Der Senat wertet die Äußerung des Angeklagten als Meinungsäußerung und nicht als Tatsachenbehauptung, da ihnen jeglicher Tatsachenbezug fehle. Solche Werturteile fielen grundsätzlich unter den Schutz der Meinungsfreiheit, die ihre Schranken jedoch in den Vorschriften der allgemeinen Gesetze und im Recht der persönlichen Ehre finde. Eine solche Schranke stelle auch der Tatbestand der Beleidigung des Strafgesetzbuches dar. Im Rahmen der Beurteilung müsse das Recht der persönlichen Ehre auf der einen und das der Meinungsfreiheit auf der anderen Seite abgewogen werden. Die vom Landgericht vorgenommene Abwägung, wies nach Ansicht des Senats keine Rechtsfehler auf. Durch die Textzeile „und ich dachte immer, die Schockbilder auf den Kippenschachteln wären schlimmer“ sowie die Kommentierung des Angeklagten, „das sind absolute Lachnummern“, „das kannste auf die Kippenschachteln tun als Warnhinweis“, habe dieser die Grenze überschritten, bis zu der das Persönlichkeitsrecht und der Ehrschutz hinter dem Recht auf Meinungsfreiheit zurücktreten müsse. Zwar sei die Grenze zulässiger Kritik bei Politikern, welche bewusst in die Öffentlichkeit träten, weiter zu ziehen als bei Privatpersonen. Auf der anderen Seite liege aber ein wirksamer Schutz der Persönlichkeitsrechte von Amtsträgern und Politikern ebenso im öffentlichen Interesse. Von der Meinungsfreiheit dürfe bei öffentlich zur Diskussion gestellten, gesellschaftliches Interesse erregenden Beiträgen mit scharfen Äußerungen Gebrauch gemacht werden, jedoch sei nicht jede ins Persönliche gehende Beschimpfung von Amtsträgern und Politikern erlaubt. Die Äußerungen und die vom Angeklagten übernommene Textzeile beträfen aber die abgebildeten Personen in ihrem grundlegenden, allen Menschen gleichermaßen zukommenden, Achtungsanspruch, jedenfalls soweit, als es den Vergleich mit den Warnhinweisen auf den Kippenschachteln betreffe. Das äußere Erscheinungsbild der Opfer sei in gehässiger Weise betont worden.

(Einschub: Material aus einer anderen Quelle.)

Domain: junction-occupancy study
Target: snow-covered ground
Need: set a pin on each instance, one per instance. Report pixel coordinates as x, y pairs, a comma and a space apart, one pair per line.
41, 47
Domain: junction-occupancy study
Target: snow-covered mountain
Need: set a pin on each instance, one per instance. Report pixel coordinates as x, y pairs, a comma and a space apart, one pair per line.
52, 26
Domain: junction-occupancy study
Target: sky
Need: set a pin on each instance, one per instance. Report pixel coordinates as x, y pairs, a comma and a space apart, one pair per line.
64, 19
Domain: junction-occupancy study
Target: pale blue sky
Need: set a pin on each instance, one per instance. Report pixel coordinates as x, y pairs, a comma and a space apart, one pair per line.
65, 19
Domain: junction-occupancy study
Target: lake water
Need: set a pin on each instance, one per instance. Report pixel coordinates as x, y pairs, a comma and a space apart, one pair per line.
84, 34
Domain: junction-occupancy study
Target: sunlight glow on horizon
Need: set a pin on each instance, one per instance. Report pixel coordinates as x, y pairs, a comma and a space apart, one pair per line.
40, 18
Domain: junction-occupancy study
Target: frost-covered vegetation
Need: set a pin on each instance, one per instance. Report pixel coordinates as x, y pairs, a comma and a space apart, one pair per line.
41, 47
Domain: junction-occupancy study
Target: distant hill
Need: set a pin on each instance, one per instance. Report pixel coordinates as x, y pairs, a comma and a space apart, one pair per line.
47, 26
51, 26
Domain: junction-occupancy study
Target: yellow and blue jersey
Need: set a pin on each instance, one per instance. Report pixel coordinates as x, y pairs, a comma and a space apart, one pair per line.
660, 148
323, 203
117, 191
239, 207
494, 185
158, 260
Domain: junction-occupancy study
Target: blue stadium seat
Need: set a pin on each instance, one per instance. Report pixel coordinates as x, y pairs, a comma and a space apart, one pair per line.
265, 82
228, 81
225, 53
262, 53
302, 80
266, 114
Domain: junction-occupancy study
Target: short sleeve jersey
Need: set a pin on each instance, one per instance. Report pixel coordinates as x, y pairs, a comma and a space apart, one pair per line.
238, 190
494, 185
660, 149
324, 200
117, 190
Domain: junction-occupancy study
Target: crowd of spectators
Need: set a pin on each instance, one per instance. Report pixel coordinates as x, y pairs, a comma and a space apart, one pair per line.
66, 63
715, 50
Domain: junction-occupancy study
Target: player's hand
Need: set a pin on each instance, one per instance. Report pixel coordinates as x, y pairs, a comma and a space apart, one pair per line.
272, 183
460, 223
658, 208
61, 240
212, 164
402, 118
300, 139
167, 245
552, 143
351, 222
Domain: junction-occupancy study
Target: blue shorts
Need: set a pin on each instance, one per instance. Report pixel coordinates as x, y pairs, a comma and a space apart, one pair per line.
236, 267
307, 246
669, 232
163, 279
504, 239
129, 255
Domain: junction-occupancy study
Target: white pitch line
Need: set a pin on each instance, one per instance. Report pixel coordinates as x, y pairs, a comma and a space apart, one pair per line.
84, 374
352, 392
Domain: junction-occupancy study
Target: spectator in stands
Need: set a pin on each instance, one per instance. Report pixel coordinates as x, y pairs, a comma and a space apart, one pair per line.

Zudem sei die Äußerung des Angeklagten nicht spontan gewesen, gerade bei Äußerung in den sozialen Netzwerken sei ein höheres Maß an Bedachtheit und Zurückhaltung zu erwarten. Der Senat kommt in der Gesamtabwägung zu dem Ergebnis, dass die Meinungsfreiheit des Angeklagten hinter dem Persönlichkeitsschutz der Abgebildeten zurücktreten müsse.